Jesus never loved people out of what He was going to get back. He washed the feet of Judas even though He knew Judas would betray or hand Him over to the authorities. Jesus forgave the adulterous woman when others were ready to stone her. Love, for Jesus, was not putting Himself above others, but becoming a servant – not of others – but God’s servant. Jesus was a servant doing God’s will and loving people no matter what the cost.
One of the confirmation students asked why God loves us even when we do bad things. That’s a great question to ponder. Why? Why does God love us even when we continue to sin? Because God loves us and wants us to have a great relationship with God forever. And so God loves, and loves, and loves, and doesn’t stop even if we don’t deserve it. And we don’t. None of us deserve that kind of amazing love, but God doesn’t discriminate. God’s love is a one size fits all kind of love.

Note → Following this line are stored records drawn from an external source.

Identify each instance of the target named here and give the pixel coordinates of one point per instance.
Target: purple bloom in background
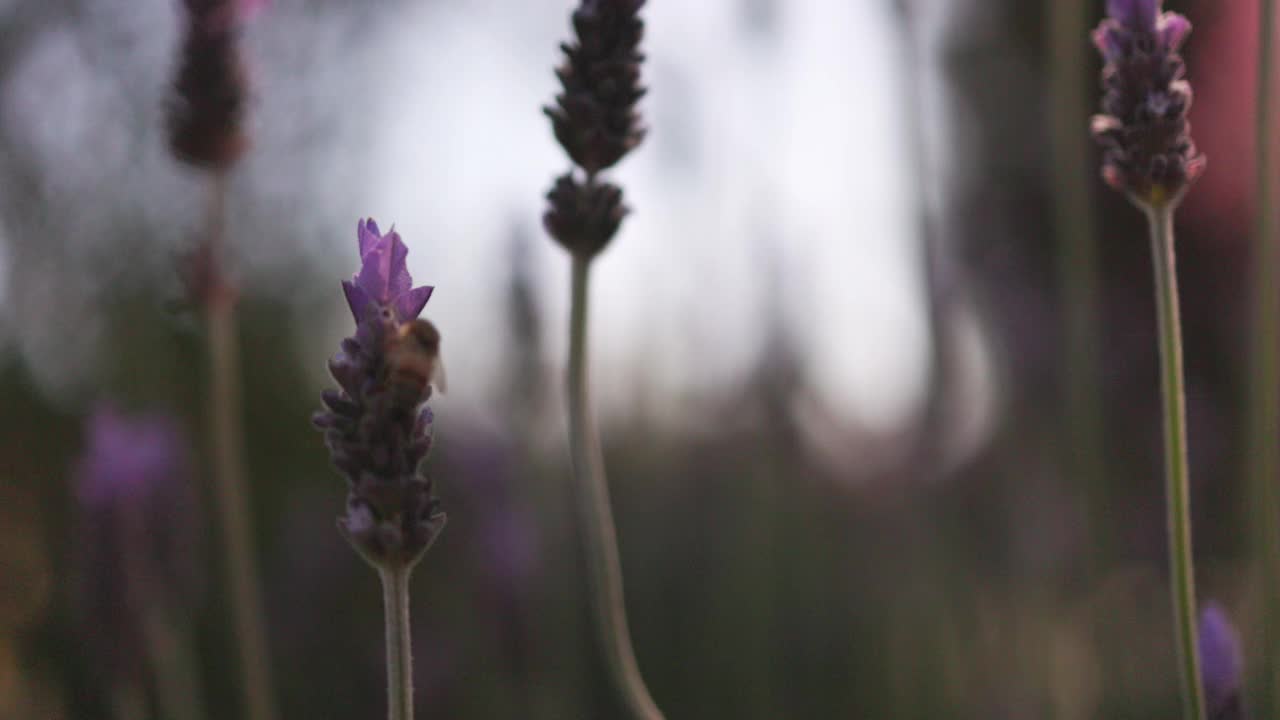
(383, 281)
(210, 91)
(1221, 664)
(138, 531)
(376, 427)
(1143, 128)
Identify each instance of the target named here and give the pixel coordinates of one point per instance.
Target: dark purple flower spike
(210, 94)
(1143, 130)
(595, 122)
(1221, 665)
(376, 433)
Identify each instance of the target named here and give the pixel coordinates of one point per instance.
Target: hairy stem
(1176, 475)
(228, 465)
(1265, 370)
(597, 518)
(400, 652)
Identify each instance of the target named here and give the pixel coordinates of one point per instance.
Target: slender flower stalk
(1176, 472)
(1265, 368)
(205, 114)
(228, 469)
(1148, 154)
(379, 432)
(595, 121)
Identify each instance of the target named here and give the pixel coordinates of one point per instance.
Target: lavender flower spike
(376, 427)
(1221, 664)
(1143, 128)
(595, 121)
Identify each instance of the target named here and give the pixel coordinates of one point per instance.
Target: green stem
(597, 518)
(1176, 475)
(400, 654)
(228, 465)
(1265, 365)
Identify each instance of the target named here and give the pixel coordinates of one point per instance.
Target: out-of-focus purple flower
(1221, 664)
(595, 121)
(376, 433)
(1143, 128)
(138, 532)
(210, 91)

That is the kind of love we are commanded to express to all people. This reminds me of the movie The Sister Hood of the Traveling Pants, based on a series of books with the same title. The story journeys through the lives of 4 young women as they grow up. One day as they are in a thrift store they find some jeans that somehow amazingly fit every one of them- from the skinniest to the more full-figured. And whenever one of these friends is going through a tough time – no matter where they are – they send these pants in the mail to them. These pants are more than just an article of clothing. What makes these pants special is love – a love that sees beyond their size or ethnicity or distance or mistakes that they make. This bond, this sisterhood, is based on love that has no limits or boundaries. Over time, the pants need patching. Over time don’t we all need patching? God wants to work through us to accomplish the patching that needs to go on in the world. And the world certainly needs a lot of patching. In fact there’s so much that we hardly know where to begin. We begin where we are.
Right here in the Red River Valley, the floods are beginning and maybe we can help sandbag. People right here in this congregation are having real struggles in their lives – and you may not know it – but we can be there for them – to listen, to encourage, to pray, to love them. There are members who haven’t come to worship with us on Sunday mornings for a long time – maybe years – pick up the phone and call them or send them a note and say we really miss you at worship. Or perhaps you know someone who has no church family at all and you could invite them to come and see what it is that means so much to you. We need to keep our eyes open to the needs of people around us and take action. That’s what love does; love takes action. It doesn’t just wait for someone else to make the first move. Love is an active, vibrant, living energy that is anything but stagnant. Love is transformative. It changes lives.
Jesus commands us to participate in this transformative kind of love. He commands us to change lives by letting God’s love flow through us. This is how people will know we are His disciples, by the way we love one another. Amen.